Rania menggeleng. Meskipun perusahaan tempatnya bekerja saat ini merupakan salah satu perusahaan yang cukup terkenal, tapi Rania sendiri tidak menggali banyak informasi mengenai pimpinan perusahaan itu.

"Emang CEO-nya nggak mau interview sama kita? Bukannya interview sama CEO itu yang paling penting, ya? Kan kita nantinya akan kerja sama dengan beliau?" tanya Rania penasaran.

Vira dan Listy hanya bisa tersenyum. Sepertinya hal ini sudah menjadi ciri khas dari bos mereka. Atasan mereka tidak terlalu menggubris proses perekrutan dan menyerahkan semuanya pada jajaran direksi yang lain.

"Bos kita emang kayak gitu, Ran. Beliau terlalu sibuk dan biasanya selalu nolak kalau diminta untuk mengurus interview. Jadi untuk interview biasanya diurus sama para direktur, sementara bos kita tinggal terima beresnya aja," terang Vira.

“Oh, gitu. Iya juga, sih. Namanya CEO pasti sibuk banget, ya?”

“Iya. Ada banyak hal yang lebih penting yang harus diurus sama bos kita. Makanya soal perekrutan, biasanya Pak Bos melimpahkan tugasnya ke direktur dan general manager yang lain,” jelas Vira.

Rania manggut-manggut mendengarkan penjelasan dari rekannya. Wanita itu pun mulai dibuat penasaran dengan atasan yang akan ia layani nanti.
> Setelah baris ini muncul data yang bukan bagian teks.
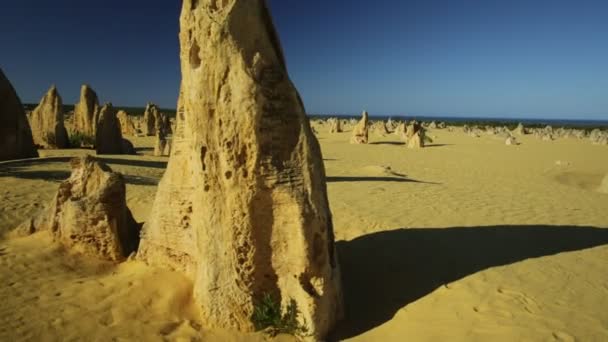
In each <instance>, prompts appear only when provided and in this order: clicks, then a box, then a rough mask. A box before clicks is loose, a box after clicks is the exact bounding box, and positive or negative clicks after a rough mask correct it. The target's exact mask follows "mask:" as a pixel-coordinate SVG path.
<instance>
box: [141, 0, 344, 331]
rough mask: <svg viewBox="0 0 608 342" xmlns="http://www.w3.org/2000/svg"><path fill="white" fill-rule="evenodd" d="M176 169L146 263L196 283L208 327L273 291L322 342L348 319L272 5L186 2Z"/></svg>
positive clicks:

"Terus CEO kita itu orangnya kayak gimana? Apa dia galak, atau dia justru ramah ke karyawannya?" tanya Rania penasaran.

Vira dan Listy saling pandang. Kedua wanita itu tampaknya sedikit kesulitan untuk memberikan penjelasan kepada Rania buat mendeskripsikan bos mereka.
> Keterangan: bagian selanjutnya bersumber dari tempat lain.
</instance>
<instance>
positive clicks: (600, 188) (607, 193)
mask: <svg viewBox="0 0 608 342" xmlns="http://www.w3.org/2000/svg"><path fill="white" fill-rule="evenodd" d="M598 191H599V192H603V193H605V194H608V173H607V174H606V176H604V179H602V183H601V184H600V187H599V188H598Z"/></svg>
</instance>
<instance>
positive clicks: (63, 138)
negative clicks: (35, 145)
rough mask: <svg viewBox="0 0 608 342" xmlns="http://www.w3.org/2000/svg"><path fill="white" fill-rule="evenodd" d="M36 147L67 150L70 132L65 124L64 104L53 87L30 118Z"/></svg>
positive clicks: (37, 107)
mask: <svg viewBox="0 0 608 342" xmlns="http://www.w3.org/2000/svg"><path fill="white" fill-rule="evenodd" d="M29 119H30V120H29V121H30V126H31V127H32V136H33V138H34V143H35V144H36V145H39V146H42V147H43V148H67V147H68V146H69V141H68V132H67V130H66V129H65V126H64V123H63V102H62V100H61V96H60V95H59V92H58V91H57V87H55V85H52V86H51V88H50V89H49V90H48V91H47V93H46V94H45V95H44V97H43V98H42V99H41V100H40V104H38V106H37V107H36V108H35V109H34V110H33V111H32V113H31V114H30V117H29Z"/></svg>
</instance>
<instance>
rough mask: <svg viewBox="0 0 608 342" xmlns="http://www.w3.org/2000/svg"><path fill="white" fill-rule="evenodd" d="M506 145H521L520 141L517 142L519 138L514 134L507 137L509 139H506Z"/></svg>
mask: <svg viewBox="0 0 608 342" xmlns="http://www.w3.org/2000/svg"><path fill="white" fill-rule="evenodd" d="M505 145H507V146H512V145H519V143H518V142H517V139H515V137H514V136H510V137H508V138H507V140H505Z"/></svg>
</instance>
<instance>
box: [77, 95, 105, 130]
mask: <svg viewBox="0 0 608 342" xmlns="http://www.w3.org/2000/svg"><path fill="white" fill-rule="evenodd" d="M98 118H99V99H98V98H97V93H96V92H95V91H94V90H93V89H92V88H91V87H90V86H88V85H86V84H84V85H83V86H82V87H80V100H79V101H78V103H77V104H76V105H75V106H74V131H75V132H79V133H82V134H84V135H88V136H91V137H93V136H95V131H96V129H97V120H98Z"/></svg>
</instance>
"Kamu bisa nilai sendiri setelah kamu ketemu sama bos kita nanti," ujar Vira yang menurut Rania penuh teka-teki.

Rania menelan ludah kasar. Jawaban dari temannya itu mulai membuat dada Rania berdegup kencang. Rania benar-benar cemas.

"Apa jangan-jangan bos aku orangnya galak, ya? Apa dia orang yang kasar dan suka bertingkah semena-mena?" batin Rania tak tenang.

Wajah gelisah Rania tertangkap jelas oleh Vira dan Listy. Perkataan Vira berhasil membuat Rania sedikit khawatir.

"Nggak perlu tegang gitu," tegur Vira. "CEO kita orangnya baik, kok. Beliau juga cukup royal dan adil. Pokoknya bos kita tuh pemimpin yang baik dan sangat mengayomi," sambungnya.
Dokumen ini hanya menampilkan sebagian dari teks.